The error margin is too big. Let's also try by evaluating using cross validation

In [None]:
from sklearn.model_selection import cross_val_score

In [None]:
scores=cross_val_score(lin_reg,housing_prepared,housing_label,scoring='neg_mean_squared_error',cv=10)

In [None]:
def display_score(scores):
    scores=np.sqrt(-scores)
    print("Scores:", scores)
    print('\n')
    print("The average score is",np.mean(scores))
    print('\n')
    print("Standard deviation:", scores.std())

In [None]:
display_score(scores)

In [None]:
#let's try a slightly advance algorithm like descision tree
from sklearn.tree import DecisionTreeRegressor

In [None]:
tree_reg=DecisionTreeRegressor()

In [None]:
tree_reg.fit(housing_prepared,housing_label)

In [None]:
y_pred=tree_reg.predict(housing_prepared)

In [None]:
np.sqrt(mean_squared_error(housing_label,y_pred))

This shows the decision tree has badly overfit.

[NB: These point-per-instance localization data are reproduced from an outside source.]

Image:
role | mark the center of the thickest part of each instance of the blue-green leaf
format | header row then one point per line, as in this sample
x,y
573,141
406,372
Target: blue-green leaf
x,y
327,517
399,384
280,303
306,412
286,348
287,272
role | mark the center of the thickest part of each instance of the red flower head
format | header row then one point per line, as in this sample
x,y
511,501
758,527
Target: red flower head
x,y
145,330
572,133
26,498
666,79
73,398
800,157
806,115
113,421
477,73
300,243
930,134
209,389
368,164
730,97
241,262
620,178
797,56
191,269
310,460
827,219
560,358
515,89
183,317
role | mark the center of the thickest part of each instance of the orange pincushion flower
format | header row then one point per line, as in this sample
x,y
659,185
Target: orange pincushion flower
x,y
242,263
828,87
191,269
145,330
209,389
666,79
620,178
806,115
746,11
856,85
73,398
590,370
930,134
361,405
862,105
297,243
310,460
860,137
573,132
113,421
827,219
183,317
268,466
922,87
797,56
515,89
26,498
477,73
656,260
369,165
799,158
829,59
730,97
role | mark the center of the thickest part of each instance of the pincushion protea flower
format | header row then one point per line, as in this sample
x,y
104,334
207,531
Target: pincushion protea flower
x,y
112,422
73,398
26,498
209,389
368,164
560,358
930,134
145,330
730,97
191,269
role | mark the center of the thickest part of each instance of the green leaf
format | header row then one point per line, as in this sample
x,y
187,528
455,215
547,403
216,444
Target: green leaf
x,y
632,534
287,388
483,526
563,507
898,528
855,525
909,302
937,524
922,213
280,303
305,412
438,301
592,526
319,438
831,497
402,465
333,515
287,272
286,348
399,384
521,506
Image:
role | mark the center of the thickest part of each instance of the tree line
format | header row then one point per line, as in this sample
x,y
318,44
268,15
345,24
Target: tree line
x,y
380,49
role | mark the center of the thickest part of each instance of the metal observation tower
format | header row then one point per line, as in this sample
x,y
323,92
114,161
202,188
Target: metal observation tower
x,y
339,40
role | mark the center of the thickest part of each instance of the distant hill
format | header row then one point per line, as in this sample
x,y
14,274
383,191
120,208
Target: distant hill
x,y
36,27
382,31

Let's also check cross_val_score

In [None]:
scores=cross_val_score(tree_reg,housing_prepared,housing_label,cv=10,scoring='neg_mean_squared_error')

In [None]:
display_score(scores)

It performed slightly better than the linear regression.

Let's check using random forest.

In [None]:
from sklearn.ensemble import RandomForestRegressor

In [None]:
forest_reg=RandomForestRegressor(n_estimators=100)

In [None]:
scores=cross_val_score(forest_reg,housing_prepared,housing_label,cv=10,scoring='neg_mean_squared_error')

In [None]:
display_score(scores)

It performed significantly better let's try to fine tune model more so that we can attain more good score.

In [None]:
from sklearn.model_selection import GridSearchCV

In [None]:
param_grid = [
{'n_estimators': [3, 10, 30,50,100], 'max_features': [2, 4, 6, 8,12]},
{'bootstrap': [False], 'n_estimators': [3, 10], 'max_features': [2, 3, 4]},
]
forest_reg=RandomForestRegressor()
grid_search=GridSearchCV(forest_reg,param_grid=param_grid,scoring='neg_mean_squared_error',return_train_score=True,cv=5)

In [None]:
grid_search.fit(housing_prepared,housing_label)

In [None]:
grid_search.best_params_

In [None]:
import joblib 
joblib.dump(grid_search,'grid_search.pkl')

In [None]:
grid_search.best_params_

In [None]:
# let's check how was the performance of each of the hyperparameter
cvres = grid_search.cv_results_
for mean_score, params in zip(cvres["mean_test_score"], cvres["params"]):
    print(np.sqrt(-mean_score), params)

In [None]:
#as for now we are going to train the data on both the simplified version and the grid search one
forest_reg=RandomForestRegressor(n_estimators=100)
forest_reg.fit(housing_prepared,housing_label)

# Evaluation on Test set

In [None]:
test_prepared=full_pipeline.transform(X_test)

In [None]:
y_pred_forest=forest_reg.predict(test_prepared)

In [None]:
np.sqrt(mean_squared_error(y_test,y_pred_forest))

In [None]:
y_pred_gscv=grid_search.predict(test_prepared)

In [None]:
np.sqrt(mean_squared_error(y_test,y_pred_gscv))

We are going to keep the normal model as it performed better on the test data.